Con questa legge sulla spending review il Governo si propone di analizzare e intervenire su tutte le voci di spesa delle pubbliche amministrazioni per evitare inefficienze, eliminare sprechi e ottenere risorse da destinare allo sviluppo e alla crescita.
Insomma una legge per cercare di obbligare con un legge la Pubblica Amministrazione ad applicare le regole del buon padre di famiglia che ogni impresa privata o ogni familia applica per poter sopravvivere.
Eliminare sprechi (leggi ruberie), inefficienze (leggi assenteismo) per rimodernare lo Stato.
Purtroppo questa legge si propone qualcosa che è difficile da dire con le parole in una legge, ma ammette sicuramente che mentre in tutti i settori si è andato avanti la pubblica amministrazione invece è rimasta indietro, e necessita di “ammodernamento”.
Il governo ha stimato che la spesa pubblica “rivedibile’’ nel medio periodo è pari a circa 295 miliardi di euro, a breve puo’ essere ridotta di 80 miliardi e già dal 2012 di 4,2 miliardi.

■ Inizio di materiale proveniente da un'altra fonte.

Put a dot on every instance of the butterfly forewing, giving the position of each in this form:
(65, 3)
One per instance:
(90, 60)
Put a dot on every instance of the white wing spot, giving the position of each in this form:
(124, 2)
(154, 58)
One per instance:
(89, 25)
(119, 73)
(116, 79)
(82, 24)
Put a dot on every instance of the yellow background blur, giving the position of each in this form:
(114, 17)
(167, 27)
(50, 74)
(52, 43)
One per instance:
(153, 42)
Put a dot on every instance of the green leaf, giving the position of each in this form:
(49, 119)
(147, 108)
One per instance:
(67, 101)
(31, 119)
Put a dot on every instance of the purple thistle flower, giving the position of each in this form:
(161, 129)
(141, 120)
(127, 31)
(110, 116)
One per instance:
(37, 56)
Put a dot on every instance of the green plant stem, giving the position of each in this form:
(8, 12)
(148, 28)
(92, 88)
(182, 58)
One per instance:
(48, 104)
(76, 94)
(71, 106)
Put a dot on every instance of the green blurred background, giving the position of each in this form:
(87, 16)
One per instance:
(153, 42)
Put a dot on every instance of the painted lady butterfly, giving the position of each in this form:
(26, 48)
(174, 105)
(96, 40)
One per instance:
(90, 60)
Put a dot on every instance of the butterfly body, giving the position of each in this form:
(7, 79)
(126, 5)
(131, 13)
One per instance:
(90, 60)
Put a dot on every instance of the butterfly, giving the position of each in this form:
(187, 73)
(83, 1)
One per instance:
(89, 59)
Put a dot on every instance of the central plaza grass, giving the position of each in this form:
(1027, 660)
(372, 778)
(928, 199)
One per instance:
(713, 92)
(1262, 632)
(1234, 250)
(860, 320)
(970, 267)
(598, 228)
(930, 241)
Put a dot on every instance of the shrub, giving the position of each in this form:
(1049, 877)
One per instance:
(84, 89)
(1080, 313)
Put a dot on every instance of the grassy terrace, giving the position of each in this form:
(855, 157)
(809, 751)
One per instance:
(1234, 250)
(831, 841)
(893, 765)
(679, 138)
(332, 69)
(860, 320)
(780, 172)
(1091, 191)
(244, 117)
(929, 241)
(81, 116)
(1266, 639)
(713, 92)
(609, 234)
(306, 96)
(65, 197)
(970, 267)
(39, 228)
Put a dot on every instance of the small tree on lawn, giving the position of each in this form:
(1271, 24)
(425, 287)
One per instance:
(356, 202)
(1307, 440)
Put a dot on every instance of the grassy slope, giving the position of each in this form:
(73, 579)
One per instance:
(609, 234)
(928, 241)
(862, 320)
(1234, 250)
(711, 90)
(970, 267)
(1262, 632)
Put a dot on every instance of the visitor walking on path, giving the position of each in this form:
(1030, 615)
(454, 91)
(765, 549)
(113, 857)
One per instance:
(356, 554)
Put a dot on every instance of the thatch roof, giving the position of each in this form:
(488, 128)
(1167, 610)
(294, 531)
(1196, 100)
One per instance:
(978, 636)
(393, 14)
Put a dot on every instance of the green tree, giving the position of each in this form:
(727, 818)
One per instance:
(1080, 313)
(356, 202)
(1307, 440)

Se si riesce a risparmiare da subito questi miliardi forse si riesce ad evitare l’aumento dell’Iva previsto dal mese di ottobre.
Le aree che saranno oggetto di questo risparmio comprenderanno le spese della stessa Presidenza del Consiglio (oltre 20 milioni di euro), la riduzione degli stipendi dei manager pubblici, i tagli sui voli di stato e sulle “auto blu”, la soppressione di enti, o la riforma delle province.
Per dare un segno di questo ammodernamento il Governo nel proprio sito ha dedicato una sezione dove i cittadini possono esprimere la propria opinione. , segnalare sprechi, indicare spese inutili. Il Governo comunica che sono già arrivati 95 mila messaggi.
Inoltre il Governo di impegna nella stessa sezione del sito a tenere informati i cittadini sui progressi per eliminare privilegi che in tempi di crisi gridano vendetta.
Sul sito è già stato pubblicato il monitoraggio dei costi del primo trimestre con riferimento soprattutto alle auto blu.
Dall’8 maggio è partito il monitoraggio su tutti i costi e il Dipartimento della Funzione Pubblica fornirà i dati del censimento a scadenza mensile, distinti per amministrazioni centrali e regionali e con ripartizione per ciascuna regione.